Of course, the Volcker rule, named after former Federal Reserve chairman Paul Volcker, is a very complex piece of regulation that the industry is only just beginning to grasp, now that federal regulators released their long-awaited draft in mid-October. Briefly, the regulation was designed to limit large banks' bets with their own money, banning proprietary trading at federally insured institutions.

It is expected that the 298-page proposal, which includes enough loopholes to give banks the leeway to continue this activity in a different guise, will have far-reaching implications even in seemingly unrelated areas.

Both Dodd-Frank and the Volcker regulation will have a strong impact on valuation and financing availability going forward, Indvik says. "They'll rein in some of the excesses we saw with the use of debt and credit-default and interest-rate swaps."

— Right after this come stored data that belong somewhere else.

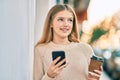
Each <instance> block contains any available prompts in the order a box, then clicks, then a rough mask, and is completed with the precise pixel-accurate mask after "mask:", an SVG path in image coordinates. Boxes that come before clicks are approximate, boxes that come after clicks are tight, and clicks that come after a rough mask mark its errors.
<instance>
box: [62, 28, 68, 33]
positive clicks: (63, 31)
mask: <svg viewBox="0 0 120 80" xmlns="http://www.w3.org/2000/svg"><path fill="white" fill-rule="evenodd" d="M60 30H61V31H63V32H67V31H68V30H69V29H66V28H61V29H60Z"/></svg>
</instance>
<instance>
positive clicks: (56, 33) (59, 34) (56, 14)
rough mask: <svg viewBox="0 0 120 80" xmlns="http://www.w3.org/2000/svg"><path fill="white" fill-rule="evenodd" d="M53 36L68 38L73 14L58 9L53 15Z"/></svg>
mask: <svg viewBox="0 0 120 80" xmlns="http://www.w3.org/2000/svg"><path fill="white" fill-rule="evenodd" d="M51 26H52V28H53V37H59V38H68V35H70V33H71V31H72V27H73V14H72V13H71V12H69V11H67V10H64V11H60V12H58V13H57V14H55V16H54V17H53V21H52V25H51Z"/></svg>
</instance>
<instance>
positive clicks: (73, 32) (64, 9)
mask: <svg viewBox="0 0 120 80" xmlns="http://www.w3.org/2000/svg"><path fill="white" fill-rule="evenodd" d="M63 10H67V11H69V12H71V13H72V14H73V17H74V20H73V29H72V32H71V34H70V35H69V36H68V40H69V41H71V42H72V41H73V42H79V32H78V26H77V17H76V14H75V12H74V10H73V9H72V8H71V7H70V6H68V5H66V4H64V5H62V4H59V5H55V6H54V7H52V8H51V9H50V10H49V12H48V15H47V17H46V20H45V23H44V28H43V34H42V37H41V39H40V40H39V41H38V43H37V45H39V44H43V43H48V42H50V41H52V40H53V30H52V28H51V27H50V25H51V23H52V20H53V16H54V15H55V14H57V13H58V12H60V11H63Z"/></svg>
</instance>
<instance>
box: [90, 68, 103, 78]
mask: <svg viewBox="0 0 120 80" xmlns="http://www.w3.org/2000/svg"><path fill="white" fill-rule="evenodd" d="M102 72H103V69H102V66H101V67H100V70H94V71H93V72H89V73H88V80H99V79H100V76H101V74H102Z"/></svg>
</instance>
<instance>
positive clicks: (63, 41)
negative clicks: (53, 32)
mask: <svg viewBox="0 0 120 80" xmlns="http://www.w3.org/2000/svg"><path fill="white" fill-rule="evenodd" d="M53 42H54V43H55V44H69V43H70V41H69V40H68V38H65V39H53Z"/></svg>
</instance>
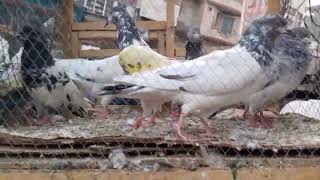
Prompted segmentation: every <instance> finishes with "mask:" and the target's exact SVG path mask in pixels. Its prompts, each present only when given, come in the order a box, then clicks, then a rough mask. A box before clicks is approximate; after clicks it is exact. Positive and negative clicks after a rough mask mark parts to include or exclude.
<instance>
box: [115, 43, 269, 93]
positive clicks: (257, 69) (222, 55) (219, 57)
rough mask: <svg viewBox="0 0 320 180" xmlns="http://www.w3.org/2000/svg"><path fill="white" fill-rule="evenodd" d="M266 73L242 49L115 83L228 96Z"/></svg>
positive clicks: (215, 55) (249, 84)
mask: <svg viewBox="0 0 320 180" xmlns="http://www.w3.org/2000/svg"><path fill="white" fill-rule="evenodd" d="M262 74H263V72H262V69H261V67H260V65H259V64H258V63H257V61H256V60H255V59H254V58H253V57H252V56H251V55H250V54H249V53H248V52H247V51H246V50H245V49H244V48H240V47H239V46H236V47H233V48H231V49H228V50H224V51H216V52H213V53H211V54H208V55H206V56H202V57H200V58H198V59H196V60H194V61H189V62H183V63H177V64H173V65H170V66H168V67H165V68H161V69H159V70H155V71H151V72H145V73H140V74H134V75H132V76H122V77H117V78H115V81H118V82H123V83H129V84H135V85H139V86H146V87H151V88H157V89H162V90H180V91H186V92H191V93H201V94H210V95H218V94H226V93H231V92H233V91H237V90H239V89H243V88H245V87H247V86H249V85H250V84H251V83H253V82H254V81H255V80H256V79H257V78H258V77H259V76H261V75H262Z"/></svg>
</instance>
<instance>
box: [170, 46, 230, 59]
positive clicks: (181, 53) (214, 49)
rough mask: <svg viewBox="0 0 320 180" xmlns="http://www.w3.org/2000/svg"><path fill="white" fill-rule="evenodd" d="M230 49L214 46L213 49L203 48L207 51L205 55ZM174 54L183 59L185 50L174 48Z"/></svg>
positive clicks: (210, 47)
mask: <svg viewBox="0 0 320 180" xmlns="http://www.w3.org/2000/svg"><path fill="white" fill-rule="evenodd" d="M231 47H232V46H214V47H205V48H206V50H207V51H208V52H207V53H210V52H212V51H217V50H224V49H229V48H231ZM175 52H176V54H175V56H177V57H184V56H185V55H186V50H185V48H182V47H176V48H175Z"/></svg>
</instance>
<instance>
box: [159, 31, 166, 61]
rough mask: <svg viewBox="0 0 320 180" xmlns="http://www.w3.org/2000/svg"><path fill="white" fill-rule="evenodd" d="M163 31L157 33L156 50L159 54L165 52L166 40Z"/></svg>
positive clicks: (164, 53) (165, 50)
mask: <svg viewBox="0 0 320 180" xmlns="http://www.w3.org/2000/svg"><path fill="white" fill-rule="evenodd" d="M165 38H166V37H165V34H164V32H159V33H158V51H159V53H160V54H163V55H164V54H166V40H165Z"/></svg>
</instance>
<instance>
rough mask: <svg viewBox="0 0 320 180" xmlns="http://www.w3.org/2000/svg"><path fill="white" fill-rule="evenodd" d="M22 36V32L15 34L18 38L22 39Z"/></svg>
mask: <svg viewBox="0 0 320 180" xmlns="http://www.w3.org/2000/svg"><path fill="white" fill-rule="evenodd" d="M23 37H24V36H23V34H22V33H18V34H17V35H16V38H17V39H19V40H24V38H23Z"/></svg>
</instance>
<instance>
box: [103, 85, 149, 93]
mask: <svg viewBox="0 0 320 180" xmlns="http://www.w3.org/2000/svg"><path fill="white" fill-rule="evenodd" d="M143 88H144V87H143V86H136V85H128V84H119V85H115V86H104V87H103V88H102V89H101V91H100V92H99V93H98V95H100V96H103V95H114V94H118V95H119V94H129V93H132V92H135V91H138V90H140V89H143Z"/></svg>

This will have a dual-edged impact on distress, he predicts. Questionable deals and borrowers will find it harder to continue to sustain unprofitable scenarios. But they will also limit the available dollars that would be used to buy distress debt.

Not that these twin forces will put the distress market out of commission. "The distress market is still very active and will remain so," Indvik adds. "Lenders are becoming more aggressive in their pursuit of foreclosures and liquidations."

Indeed, if there has been any one rule to characterize distress over the past two years, it is that the sources of investment opportunities are very fluid and often unexpected. Fallout from new legislation is just one example of such unpredictability. The risk-retention rule for CMBS, for instance-long debated and much anticipated-is still a work in progress. The Notice of Proposed Rulemaking for Risk-Retention Rules was issued on March 29 of this year, with responses due June 10. An extension was granted for August 1, to allow the many players to respond in a timely and thoughtful manner, given the sweeping nature of the rule that requires financial institutions to retain 5% of the credit risk of securitized loans.

Among those players was the Commercial Real Estate Finance Council, which has endorsed the "menu of options" available to securitizers via Dodd-Frank. "Flexibility will be necessary to avoid the inefficient and impractical structuring of securitizations that would undoubtedly flow from a one-size- fits-all approach," Stephen Renna, CEO of the New York City-based CREFC, wrote in a letter to federal regulators this past July. However, Renna added that the agencies responsible for implementing the risk-retention rule, including the Securities and Exchange Commission and the Federal Reserve, could go further "to implement rules that meet the goals of alignment of fair and efficient capital markets," among others. Most importantly, Renna wrote, the proposed risk-retention rule "should allow for additional flexibility within the ‘base' risk retention structure; should address the option for risk retention in the form of adequate representations and warranties; and should exclude certain types of CMBS structures from the risk-retention framework."

As a result of stakeholder input, the various agencies responsible for implementing this rule are still wrangling with such issues as flexibility in structuring the 5% requirement, whether enhanced representations and warranties can satisfy some of the requirement and if single-asset and single-borrower deals should be exempt as such transactions are extensively disclosed. All of these eventual decisions will have an impact on any resulting distress opportunities.

For these and other reasons, "I'm not sure whether distress investors should actively target opportunities that may arise out of legislative change," says Greg Leisch, CEO of Alexandria, VA-based Delta Associates. "Yes, we'll continue to see distress opportunities in the economy, especially as it relates to lack of liquidity for certain markets and asset classes." And yes, he continues, some of this will be a result of legislative change. "What's more important, though, are the economic factors and market conditions that are driving distress," Leisch adds. There is little guesswork, unfortunately, to those factors. "They'll be a part of the landscape for some time."